110 millions d'euros est le chiffre d'affaires du commerce équitable réalisé dans les magasins spécialisés bio (+42 % contre 2013-2014)
ACTION EN FAVEUR DU COMMERCE ÉQUITABLE
La 16e édition de la Quinzaine du commerce équitable se déroulera du 14 au 29 mai 2016 partout en France. Une étude sur la filière cacao sera le fil rouge de cette nouvelle édition. Des conférences sur la thématique cacao et climat en lien avec l'étude et en continuité de l'action COP21 menée en 2015 seront organisées. L'étude sur la filière cacao devrait comparer le coût des externalités entre la filière équitable et celle dite conventionnelle. La Plateforme pour le commerce équitable devrait également publier une étude sur le même thème pour la filière laitière. En amont de cette quinzaine, les chiffres du marché pour l'année 2015 seront également dévoilés. Il semblerait que la croissance soit encore au rendez-vous dans les produits alimentaires.

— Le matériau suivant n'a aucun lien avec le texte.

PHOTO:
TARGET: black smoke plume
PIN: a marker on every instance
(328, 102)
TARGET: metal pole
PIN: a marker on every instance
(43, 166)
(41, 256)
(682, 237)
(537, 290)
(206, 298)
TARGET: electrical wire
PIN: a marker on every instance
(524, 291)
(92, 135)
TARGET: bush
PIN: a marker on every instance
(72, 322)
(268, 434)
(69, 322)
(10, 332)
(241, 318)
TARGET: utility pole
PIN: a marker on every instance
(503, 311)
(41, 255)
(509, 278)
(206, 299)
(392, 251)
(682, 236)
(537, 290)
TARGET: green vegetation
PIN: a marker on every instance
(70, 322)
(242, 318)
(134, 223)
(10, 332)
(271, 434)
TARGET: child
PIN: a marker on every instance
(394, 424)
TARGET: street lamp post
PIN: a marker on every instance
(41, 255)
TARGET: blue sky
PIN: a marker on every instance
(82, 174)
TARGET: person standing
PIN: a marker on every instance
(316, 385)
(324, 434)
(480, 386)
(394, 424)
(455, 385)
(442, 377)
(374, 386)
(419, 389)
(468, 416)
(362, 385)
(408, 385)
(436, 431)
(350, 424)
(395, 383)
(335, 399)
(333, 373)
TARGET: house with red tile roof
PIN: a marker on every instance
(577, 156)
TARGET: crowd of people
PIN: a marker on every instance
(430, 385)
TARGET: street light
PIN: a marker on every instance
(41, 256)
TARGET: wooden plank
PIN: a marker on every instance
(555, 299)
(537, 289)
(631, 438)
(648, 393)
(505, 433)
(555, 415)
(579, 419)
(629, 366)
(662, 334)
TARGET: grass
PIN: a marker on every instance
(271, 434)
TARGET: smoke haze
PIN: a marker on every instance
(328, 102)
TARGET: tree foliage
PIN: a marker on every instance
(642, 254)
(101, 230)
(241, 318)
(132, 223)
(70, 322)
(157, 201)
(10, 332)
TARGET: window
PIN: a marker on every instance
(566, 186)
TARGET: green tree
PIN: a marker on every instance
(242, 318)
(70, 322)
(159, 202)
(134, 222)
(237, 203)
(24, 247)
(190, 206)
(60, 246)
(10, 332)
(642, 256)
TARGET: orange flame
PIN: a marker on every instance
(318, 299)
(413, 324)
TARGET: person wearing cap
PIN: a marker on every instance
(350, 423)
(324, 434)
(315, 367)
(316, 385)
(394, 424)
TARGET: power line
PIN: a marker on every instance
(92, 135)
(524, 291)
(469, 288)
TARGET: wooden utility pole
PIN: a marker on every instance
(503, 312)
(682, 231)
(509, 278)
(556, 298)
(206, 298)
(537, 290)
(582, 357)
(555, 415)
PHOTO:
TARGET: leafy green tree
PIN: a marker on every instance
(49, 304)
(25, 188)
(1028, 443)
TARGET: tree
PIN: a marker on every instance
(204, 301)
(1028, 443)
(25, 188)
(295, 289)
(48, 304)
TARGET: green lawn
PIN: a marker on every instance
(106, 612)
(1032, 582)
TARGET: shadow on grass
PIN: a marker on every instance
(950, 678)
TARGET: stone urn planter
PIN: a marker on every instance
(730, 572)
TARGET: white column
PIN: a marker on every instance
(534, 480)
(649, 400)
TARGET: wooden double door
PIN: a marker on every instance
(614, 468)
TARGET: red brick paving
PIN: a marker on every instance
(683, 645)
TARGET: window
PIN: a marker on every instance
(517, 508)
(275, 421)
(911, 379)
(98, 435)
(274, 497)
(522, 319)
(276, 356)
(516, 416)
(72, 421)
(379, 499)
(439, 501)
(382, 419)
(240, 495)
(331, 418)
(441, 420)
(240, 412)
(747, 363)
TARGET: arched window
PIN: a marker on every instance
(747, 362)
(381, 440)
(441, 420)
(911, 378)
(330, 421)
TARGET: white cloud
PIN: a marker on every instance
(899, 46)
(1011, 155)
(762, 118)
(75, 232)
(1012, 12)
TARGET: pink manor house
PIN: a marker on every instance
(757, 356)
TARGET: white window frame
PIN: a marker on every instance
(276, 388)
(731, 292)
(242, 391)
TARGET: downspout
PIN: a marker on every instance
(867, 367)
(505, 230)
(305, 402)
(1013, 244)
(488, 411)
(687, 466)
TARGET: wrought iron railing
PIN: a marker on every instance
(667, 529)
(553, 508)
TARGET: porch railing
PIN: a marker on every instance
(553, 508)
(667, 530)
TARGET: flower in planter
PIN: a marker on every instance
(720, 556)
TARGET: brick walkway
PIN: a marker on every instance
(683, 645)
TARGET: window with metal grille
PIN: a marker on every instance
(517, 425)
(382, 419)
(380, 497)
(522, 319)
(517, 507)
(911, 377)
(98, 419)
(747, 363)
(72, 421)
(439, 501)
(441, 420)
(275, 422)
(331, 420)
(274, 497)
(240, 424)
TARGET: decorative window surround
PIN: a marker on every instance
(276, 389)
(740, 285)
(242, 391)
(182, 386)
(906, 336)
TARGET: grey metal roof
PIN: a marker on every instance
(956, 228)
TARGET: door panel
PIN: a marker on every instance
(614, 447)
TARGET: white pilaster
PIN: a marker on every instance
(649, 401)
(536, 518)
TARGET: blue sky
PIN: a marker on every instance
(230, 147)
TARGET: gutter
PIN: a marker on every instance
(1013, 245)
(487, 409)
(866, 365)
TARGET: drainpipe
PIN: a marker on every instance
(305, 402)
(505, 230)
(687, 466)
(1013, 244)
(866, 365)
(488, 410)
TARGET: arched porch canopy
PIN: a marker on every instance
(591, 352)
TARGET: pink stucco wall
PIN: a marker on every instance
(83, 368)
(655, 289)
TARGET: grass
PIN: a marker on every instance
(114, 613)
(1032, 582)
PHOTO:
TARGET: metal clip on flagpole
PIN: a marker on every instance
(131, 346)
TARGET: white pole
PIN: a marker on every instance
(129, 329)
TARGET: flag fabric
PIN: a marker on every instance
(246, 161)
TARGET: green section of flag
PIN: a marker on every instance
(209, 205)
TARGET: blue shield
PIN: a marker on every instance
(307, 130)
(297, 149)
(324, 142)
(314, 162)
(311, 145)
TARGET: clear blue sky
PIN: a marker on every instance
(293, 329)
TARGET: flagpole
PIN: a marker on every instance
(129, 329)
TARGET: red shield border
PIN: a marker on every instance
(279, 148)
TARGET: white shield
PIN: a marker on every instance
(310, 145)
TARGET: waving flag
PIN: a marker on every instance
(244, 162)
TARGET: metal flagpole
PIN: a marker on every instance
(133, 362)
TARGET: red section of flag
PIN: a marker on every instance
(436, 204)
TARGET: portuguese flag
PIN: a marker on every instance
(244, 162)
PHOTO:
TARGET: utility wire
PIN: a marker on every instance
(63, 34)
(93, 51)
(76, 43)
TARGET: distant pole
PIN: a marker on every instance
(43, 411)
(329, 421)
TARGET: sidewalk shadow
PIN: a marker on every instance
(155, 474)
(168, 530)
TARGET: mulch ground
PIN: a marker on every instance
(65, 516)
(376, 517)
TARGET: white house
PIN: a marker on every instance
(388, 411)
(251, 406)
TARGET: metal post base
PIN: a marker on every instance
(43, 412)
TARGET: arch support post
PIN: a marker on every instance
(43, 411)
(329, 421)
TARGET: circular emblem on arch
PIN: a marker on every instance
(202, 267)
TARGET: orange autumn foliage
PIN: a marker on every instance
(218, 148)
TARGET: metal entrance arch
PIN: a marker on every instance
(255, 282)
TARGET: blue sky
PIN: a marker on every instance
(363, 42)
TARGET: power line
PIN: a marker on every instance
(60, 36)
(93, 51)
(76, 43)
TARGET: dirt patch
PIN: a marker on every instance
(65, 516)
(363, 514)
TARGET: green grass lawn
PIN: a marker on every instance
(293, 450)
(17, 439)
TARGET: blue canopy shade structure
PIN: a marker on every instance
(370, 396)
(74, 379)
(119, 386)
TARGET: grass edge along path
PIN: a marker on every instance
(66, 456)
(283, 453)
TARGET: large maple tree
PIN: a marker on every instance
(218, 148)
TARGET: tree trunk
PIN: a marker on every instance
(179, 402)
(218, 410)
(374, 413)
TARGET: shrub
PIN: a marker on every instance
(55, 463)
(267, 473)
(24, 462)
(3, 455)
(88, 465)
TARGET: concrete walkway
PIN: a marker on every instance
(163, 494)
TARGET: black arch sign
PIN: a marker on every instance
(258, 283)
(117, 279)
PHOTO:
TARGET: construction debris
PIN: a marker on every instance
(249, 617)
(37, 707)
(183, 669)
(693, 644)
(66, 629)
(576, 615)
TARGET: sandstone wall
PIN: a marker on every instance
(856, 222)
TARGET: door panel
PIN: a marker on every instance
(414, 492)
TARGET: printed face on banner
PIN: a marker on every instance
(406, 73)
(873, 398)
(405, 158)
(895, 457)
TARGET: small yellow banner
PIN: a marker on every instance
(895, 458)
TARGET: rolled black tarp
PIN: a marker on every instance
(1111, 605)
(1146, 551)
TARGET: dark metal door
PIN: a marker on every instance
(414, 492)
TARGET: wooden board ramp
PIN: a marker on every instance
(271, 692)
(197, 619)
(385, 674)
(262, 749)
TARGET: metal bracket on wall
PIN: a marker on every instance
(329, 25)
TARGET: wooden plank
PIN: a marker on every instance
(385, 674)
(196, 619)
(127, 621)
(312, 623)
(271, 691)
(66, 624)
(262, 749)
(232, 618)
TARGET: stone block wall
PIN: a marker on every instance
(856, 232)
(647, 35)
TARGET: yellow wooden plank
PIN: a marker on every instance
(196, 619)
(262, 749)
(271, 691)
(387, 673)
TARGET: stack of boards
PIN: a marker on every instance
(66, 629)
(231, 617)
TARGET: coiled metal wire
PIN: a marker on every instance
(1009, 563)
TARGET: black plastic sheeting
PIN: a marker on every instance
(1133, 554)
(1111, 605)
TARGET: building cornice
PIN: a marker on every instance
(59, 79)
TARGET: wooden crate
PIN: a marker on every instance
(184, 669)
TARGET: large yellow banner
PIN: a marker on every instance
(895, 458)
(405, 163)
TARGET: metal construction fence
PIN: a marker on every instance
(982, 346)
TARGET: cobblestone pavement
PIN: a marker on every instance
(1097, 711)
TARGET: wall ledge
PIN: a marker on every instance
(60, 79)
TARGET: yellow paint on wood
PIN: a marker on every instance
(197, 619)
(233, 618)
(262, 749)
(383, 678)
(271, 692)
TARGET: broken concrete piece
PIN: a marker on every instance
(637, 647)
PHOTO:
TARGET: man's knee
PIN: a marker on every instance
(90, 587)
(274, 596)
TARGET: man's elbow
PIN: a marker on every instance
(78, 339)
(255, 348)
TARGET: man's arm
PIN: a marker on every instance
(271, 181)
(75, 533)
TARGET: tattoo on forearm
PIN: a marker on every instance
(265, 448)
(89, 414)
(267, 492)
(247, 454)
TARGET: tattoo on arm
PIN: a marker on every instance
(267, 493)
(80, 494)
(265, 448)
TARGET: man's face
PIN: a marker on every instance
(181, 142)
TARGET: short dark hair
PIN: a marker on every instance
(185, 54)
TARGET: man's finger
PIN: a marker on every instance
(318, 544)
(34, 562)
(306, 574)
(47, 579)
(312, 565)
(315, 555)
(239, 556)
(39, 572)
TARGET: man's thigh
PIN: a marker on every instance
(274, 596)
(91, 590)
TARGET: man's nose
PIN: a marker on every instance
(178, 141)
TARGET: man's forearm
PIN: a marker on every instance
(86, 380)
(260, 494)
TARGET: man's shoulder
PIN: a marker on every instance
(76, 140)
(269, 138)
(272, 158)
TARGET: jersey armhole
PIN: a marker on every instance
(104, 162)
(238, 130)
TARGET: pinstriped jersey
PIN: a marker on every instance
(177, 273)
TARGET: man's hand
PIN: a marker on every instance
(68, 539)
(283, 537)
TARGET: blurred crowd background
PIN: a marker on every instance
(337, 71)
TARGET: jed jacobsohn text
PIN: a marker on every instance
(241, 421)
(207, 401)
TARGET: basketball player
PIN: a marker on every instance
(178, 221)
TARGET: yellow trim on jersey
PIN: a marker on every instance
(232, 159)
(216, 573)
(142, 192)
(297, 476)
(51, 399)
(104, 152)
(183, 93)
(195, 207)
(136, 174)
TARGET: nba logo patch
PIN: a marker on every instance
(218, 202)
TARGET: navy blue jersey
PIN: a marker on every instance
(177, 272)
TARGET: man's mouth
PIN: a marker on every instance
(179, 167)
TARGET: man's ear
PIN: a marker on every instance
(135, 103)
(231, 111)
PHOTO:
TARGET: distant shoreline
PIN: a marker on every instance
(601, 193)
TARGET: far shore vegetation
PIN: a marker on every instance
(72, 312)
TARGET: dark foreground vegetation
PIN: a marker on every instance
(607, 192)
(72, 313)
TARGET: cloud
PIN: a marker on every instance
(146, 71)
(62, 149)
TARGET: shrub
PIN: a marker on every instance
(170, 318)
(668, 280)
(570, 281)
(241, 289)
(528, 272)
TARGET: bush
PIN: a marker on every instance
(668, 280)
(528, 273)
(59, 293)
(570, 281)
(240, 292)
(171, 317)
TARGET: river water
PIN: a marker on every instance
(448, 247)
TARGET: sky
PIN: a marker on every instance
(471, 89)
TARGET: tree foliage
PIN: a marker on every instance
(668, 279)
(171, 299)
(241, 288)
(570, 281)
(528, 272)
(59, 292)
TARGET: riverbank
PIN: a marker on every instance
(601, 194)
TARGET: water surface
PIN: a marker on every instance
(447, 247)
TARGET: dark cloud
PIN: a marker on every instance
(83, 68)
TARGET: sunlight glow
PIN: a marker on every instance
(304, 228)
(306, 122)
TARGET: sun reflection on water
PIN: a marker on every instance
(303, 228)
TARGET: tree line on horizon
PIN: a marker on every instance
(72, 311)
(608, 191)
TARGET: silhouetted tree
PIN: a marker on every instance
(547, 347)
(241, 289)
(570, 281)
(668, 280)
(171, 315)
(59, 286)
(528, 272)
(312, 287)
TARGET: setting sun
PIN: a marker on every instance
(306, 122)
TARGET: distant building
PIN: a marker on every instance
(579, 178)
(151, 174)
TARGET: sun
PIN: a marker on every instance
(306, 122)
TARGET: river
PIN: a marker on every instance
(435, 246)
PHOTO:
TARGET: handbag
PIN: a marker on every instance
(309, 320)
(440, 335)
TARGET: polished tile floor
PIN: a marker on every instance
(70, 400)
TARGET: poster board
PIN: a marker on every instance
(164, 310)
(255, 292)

Les magasins spécialisés biologiques tirent d'ailleurs la consommation, tandis que la grande distribution revient dans la course. En 2015, les ventes en grande distribution de café équitable ont progressé de 5 % à 72,77 millions d'euros, celles de tablettes de chocolat de 14 % à 24,33 millions d'euros.
Ce sont les ventes de liquides qui ont connu la plus forte hausse à +22 % à 14,8 millions d'euros, suivies par le thé équitable à +21 % à 10,96 millions d'euros. A.-S. L.